Stop a nuove regolamentazioni professionali non commisurate ad un interesse pubblico maggiore. Niente restrizioni per lo svolgimento delle attività, che non dovranno avere barriere all'ingresso sproporzionate, in linea con quanto previsto a livello europeo. È quanto prevede il test di proporzionalità, la procedura di matrice comunitaria prevista dalla direttiva 958/2018, introdotta nell'ordinamento italiano con il dlgs 142/2020, pubblicato nella Gazzetta Ufficiale n. 271 del 30 ottobre scorso.

Il dlgs, come detto, recepisce una direttiva Ue finalizzata a ridurre le barriere di ingresso al mondo professionale, subordinando l'approvazione di una qualsiasi nuova regolamentazione al rispetto di un principio di proporzionalità rispetto una serie di aspetti generali. Nel testo è infatti presente una tabella che dovrà accompagnare le nuove norme con una griglia di risposte da fornire per effettuare la valutazione di proporzionalità; viene chiesto, ad esempio, quali siano gli obiettivi perseguiti dalla nuova disposizione, i rischi che il provvedimento intende prevenire, la giustificazione dell'insufficienza di norme già in vigore e l'idoneità a conseguire lo scopo perseguito.

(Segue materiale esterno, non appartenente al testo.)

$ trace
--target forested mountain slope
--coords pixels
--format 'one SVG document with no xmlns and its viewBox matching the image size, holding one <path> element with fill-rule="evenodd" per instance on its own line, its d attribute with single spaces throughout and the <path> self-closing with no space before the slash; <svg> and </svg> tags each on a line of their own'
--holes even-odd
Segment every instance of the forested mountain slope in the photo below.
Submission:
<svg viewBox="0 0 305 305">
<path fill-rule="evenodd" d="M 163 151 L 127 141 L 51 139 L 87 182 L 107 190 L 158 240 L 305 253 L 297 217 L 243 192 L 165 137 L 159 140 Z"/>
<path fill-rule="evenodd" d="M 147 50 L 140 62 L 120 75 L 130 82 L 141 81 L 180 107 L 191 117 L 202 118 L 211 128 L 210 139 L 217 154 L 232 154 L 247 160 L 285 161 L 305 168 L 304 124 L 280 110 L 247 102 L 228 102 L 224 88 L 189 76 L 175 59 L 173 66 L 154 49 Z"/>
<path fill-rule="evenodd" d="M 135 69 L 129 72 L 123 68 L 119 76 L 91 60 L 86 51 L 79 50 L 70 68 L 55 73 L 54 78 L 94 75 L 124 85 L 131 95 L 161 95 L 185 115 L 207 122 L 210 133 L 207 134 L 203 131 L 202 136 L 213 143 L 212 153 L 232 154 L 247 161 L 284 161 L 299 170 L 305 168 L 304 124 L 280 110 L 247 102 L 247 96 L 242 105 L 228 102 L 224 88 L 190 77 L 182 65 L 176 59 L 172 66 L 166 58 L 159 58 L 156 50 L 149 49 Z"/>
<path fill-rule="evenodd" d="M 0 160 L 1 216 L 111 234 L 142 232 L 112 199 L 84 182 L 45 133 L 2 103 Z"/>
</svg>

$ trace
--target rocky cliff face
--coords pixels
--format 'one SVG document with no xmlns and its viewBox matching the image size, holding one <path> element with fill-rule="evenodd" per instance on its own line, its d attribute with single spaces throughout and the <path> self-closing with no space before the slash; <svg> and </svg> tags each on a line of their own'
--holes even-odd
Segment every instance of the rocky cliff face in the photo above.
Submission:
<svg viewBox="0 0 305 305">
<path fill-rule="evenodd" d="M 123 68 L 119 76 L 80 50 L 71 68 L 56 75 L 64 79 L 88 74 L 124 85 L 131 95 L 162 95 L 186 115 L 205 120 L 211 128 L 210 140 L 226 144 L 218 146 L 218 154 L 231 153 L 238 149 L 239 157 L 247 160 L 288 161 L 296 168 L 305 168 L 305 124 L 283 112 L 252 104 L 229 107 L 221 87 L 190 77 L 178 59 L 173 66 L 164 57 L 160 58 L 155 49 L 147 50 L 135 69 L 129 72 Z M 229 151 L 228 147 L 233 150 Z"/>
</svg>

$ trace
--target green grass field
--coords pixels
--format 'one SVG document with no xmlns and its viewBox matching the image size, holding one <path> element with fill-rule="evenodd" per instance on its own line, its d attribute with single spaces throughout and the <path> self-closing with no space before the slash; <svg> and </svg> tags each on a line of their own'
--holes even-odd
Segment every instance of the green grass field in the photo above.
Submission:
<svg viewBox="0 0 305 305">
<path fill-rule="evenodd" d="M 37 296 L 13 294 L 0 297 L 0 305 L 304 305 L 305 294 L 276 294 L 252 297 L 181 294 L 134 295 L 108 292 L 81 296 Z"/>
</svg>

Dovrà inoltre essere effettuata una analisi dell'impatto sulla libera circolazione delle persone e una descrizione dell'effetto combinato delle nuove disposizioni con quelle esistenti. Dovranno poi essere effettuate una serie di analisi strettamente professionale, in merito alla possibilità di prevedere attività riservate o di ottenere la qualifica professionale attraverso altre metodologie alternative a quelle eventualmente introdotte. Prima dell'emanazione della nuova norma, quindi, il legislatore dovrà trasmettere lo schema di provvedimento e la griglia allegata all'Autorità garante della concorrenza e del mercato che esprimerà il suo parere. Nel caso in cui gli atti siano adottati dagli ordini professionali, il parere sarà fornito dai ministeri vigilanti.

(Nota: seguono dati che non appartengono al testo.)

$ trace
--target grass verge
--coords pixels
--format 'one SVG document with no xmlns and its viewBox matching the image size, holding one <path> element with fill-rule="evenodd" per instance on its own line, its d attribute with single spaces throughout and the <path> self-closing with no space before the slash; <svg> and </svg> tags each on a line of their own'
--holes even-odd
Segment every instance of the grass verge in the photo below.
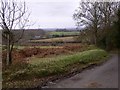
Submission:
<svg viewBox="0 0 120 90">
<path fill-rule="evenodd" d="M 86 68 L 91 64 L 101 63 L 107 56 L 106 51 L 94 49 L 49 59 L 34 59 L 25 65 L 11 66 L 3 72 L 3 88 L 22 88 L 42 85 L 49 78 L 68 75 L 76 70 Z"/>
</svg>

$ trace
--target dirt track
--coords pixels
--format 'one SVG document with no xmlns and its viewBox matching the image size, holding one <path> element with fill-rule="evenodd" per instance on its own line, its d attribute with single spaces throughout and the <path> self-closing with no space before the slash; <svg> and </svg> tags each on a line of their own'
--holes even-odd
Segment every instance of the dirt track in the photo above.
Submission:
<svg viewBox="0 0 120 90">
<path fill-rule="evenodd" d="M 117 88 L 118 56 L 113 55 L 101 66 L 85 70 L 71 78 L 56 81 L 49 88 Z"/>
</svg>

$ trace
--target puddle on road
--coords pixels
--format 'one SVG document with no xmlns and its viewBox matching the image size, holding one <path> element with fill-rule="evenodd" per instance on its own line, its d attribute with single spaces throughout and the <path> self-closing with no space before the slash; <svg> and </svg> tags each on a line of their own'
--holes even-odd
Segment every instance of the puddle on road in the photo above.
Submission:
<svg viewBox="0 0 120 90">
<path fill-rule="evenodd" d="M 87 88 L 98 88 L 101 87 L 102 85 L 99 84 L 98 82 L 91 82 L 89 84 L 86 85 Z"/>
</svg>

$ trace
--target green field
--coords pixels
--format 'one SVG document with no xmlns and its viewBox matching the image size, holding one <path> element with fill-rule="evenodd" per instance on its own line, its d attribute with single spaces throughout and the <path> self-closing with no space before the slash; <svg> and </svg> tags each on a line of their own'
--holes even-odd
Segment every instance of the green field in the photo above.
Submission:
<svg viewBox="0 0 120 90">
<path fill-rule="evenodd" d="M 30 58 L 28 65 L 15 65 L 3 72 L 4 88 L 34 87 L 49 77 L 58 77 L 73 70 L 104 62 L 108 54 L 101 49 L 77 52 L 49 58 Z"/>
<path fill-rule="evenodd" d="M 50 39 L 30 40 L 30 42 L 73 42 L 74 37 L 58 37 Z"/>
<path fill-rule="evenodd" d="M 75 31 L 75 32 L 57 32 L 57 31 L 51 31 L 49 32 L 49 35 L 59 35 L 59 36 L 67 36 L 67 35 L 79 35 L 80 32 Z"/>
</svg>

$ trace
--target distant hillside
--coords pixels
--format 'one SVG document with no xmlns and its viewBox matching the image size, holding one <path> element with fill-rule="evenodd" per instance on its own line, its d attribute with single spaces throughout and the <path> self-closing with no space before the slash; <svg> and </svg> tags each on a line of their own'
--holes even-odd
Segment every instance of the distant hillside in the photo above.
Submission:
<svg viewBox="0 0 120 90">
<path fill-rule="evenodd" d="M 16 36 L 15 38 L 19 38 L 23 30 L 12 30 L 12 32 Z M 20 43 L 26 43 L 28 42 L 28 40 L 31 40 L 31 39 L 39 39 L 39 38 L 42 38 L 44 35 L 45 35 L 45 31 L 42 29 L 26 29 L 24 30 L 23 37 L 20 40 Z M 3 41 L 2 42 L 3 44 L 6 43 L 6 40 L 4 38 L 2 41 Z"/>
</svg>

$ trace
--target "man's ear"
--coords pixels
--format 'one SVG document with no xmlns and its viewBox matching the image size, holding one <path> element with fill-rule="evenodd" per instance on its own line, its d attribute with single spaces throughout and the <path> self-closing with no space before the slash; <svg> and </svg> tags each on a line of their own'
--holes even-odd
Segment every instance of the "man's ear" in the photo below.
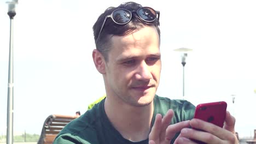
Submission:
<svg viewBox="0 0 256 144">
<path fill-rule="evenodd" d="M 102 74 L 106 73 L 105 60 L 100 52 L 95 49 L 92 51 L 92 58 L 97 70 Z"/>
</svg>

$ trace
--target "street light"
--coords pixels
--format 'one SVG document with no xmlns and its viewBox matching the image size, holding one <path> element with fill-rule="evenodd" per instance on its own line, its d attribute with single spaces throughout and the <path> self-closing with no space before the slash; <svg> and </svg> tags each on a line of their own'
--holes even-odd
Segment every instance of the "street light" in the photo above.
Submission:
<svg viewBox="0 0 256 144">
<path fill-rule="evenodd" d="M 7 99 L 7 143 L 13 143 L 13 19 L 16 15 L 15 6 L 18 0 L 7 2 L 10 17 L 10 44 L 9 52 L 8 95 Z"/>
<path fill-rule="evenodd" d="M 181 53 L 182 64 L 183 66 L 183 99 L 185 95 L 185 65 L 186 64 L 186 58 L 188 57 L 188 52 L 192 51 L 192 49 L 182 47 L 174 50 L 175 51 L 179 51 Z"/>
</svg>

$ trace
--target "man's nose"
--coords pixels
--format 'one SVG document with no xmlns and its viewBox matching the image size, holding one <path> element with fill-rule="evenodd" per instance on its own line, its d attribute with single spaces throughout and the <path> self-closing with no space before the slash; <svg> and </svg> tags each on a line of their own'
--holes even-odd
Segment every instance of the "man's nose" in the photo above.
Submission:
<svg viewBox="0 0 256 144">
<path fill-rule="evenodd" d="M 144 61 L 138 65 L 137 71 L 135 75 L 137 80 L 148 81 L 152 78 L 150 67 Z"/>
</svg>

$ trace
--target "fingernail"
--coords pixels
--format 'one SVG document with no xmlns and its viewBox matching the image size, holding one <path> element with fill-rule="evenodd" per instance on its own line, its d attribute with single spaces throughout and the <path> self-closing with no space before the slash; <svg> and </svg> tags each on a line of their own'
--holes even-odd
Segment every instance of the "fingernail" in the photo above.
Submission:
<svg viewBox="0 0 256 144">
<path fill-rule="evenodd" d="M 188 130 L 186 129 L 183 129 L 182 130 L 181 133 L 183 134 L 187 134 L 187 133 L 188 133 Z"/>
</svg>

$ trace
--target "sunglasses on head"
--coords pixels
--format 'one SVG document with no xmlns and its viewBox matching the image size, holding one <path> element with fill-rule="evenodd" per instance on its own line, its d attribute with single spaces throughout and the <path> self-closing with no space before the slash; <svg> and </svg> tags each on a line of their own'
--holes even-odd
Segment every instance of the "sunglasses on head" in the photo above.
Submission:
<svg viewBox="0 0 256 144">
<path fill-rule="evenodd" d="M 98 34 L 96 43 L 98 41 L 100 35 L 101 34 L 101 31 L 105 25 L 106 21 L 107 18 L 111 17 L 113 21 L 118 25 L 125 25 L 129 23 L 132 16 L 133 12 L 136 13 L 139 19 L 143 21 L 147 22 L 152 22 L 155 21 L 156 19 L 159 21 L 160 11 L 155 11 L 153 8 L 150 7 L 141 7 L 137 10 L 134 10 L 131 11 L 129 10 L 125 9 L 118 9 L 114 10 L 110 15 L 106 16 L 104 20 L 102 26 L 101 26 L 100 33 Z"/>
</svg>

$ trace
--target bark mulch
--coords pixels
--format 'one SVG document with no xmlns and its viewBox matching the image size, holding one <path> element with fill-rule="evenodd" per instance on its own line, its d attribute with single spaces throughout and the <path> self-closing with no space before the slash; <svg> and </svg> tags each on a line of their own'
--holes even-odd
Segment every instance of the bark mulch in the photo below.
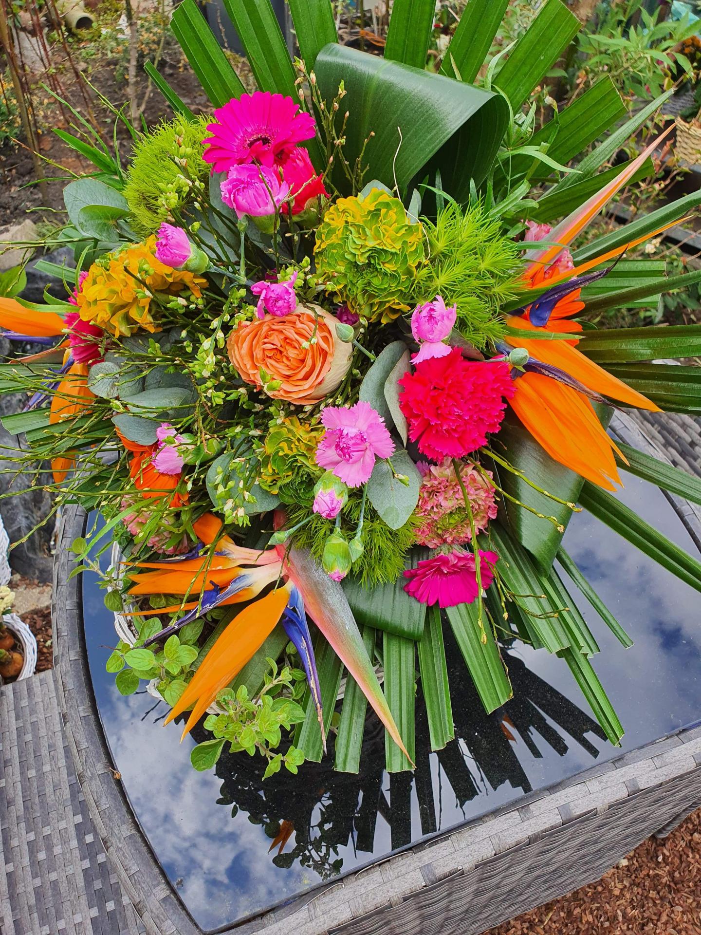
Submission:
<svg viewBox="0 0 701 935">
<path fill-rule="evenodd" d="M 596 883 L 485 935 L 701 935 L 701 810 Z"/>
</svg>

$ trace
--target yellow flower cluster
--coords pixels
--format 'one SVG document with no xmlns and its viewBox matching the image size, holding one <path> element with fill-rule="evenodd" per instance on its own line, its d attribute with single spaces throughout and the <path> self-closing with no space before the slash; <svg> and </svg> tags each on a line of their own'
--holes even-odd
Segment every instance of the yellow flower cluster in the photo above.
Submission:
<svg viewBox="0 0 701 935">
<path fill-rule="evenodd" d="M 161 330 L 151 314 L 155 294 L 168 296 L 189 290 L 199 298 L 207 280 L 166 266 L 154 256 L 155 249 L 156 238 L 150 237 L 93 263 L 76 296 L 80 318 L 117 338 L 137 328 L 152 334 Z"/>
</svg>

Per garantire la proporzionalità, le norme introdotte devono rispettare una serie di caratteristiche: per prima cosa «l'accesso alle professioni regolamentate o il loro esercizio non può essere limitato da motivi di natura esclusivamente economica o amministrativa», come si legge nel dlgs, proprio a sottolineare come le motivazioni alla base di una nuova regolamentazione devono essere necessarie, subordinate a un interesse generale più ampio. Il decreto indica anche i confini nei quali si può inserire una nuova forma di regolamentazione: «le disposizioni sono obiettivamente giustificate, tra gli altri, da motivi di ordine pubblico, di sicurezza pubblica o di sanità pubblica, o da motivi imperativi di interesse pubblico, come il mantenimento dell'equilibrio finanziario del sistema di sicurezza sociale; la tutela dei consumatori, dei destinatari di servizi e dei lavoratori; la salvaguardia della buona amministrazione della giustizia; la garanzia dell'equità delle transazioni commerciali; la lotta contro la frode e la prevenzione dell'evasione e dell'elusione fiscali, nonché la salvaguardia dell'efficacia dei controlli fiscali; la sicurezza dei trasporti; la tutela dell'ambiente, inclusi l'ambiente urbano e il paesaggio; la salute degli animali; la proprietà intellettuale; la salvaguardia e la conservazione del patrimonio storico e artistico nazionale; gli obiettivi di politica sociale e gli obiettivi di politica culturale».

Il tutto deve essere idoneo a garantire il conseguimento dello scopo e non deve introdurre «ulteriori limitazioni rispetto a quanto strettamente necessario per il raggiungimento di tale scopo».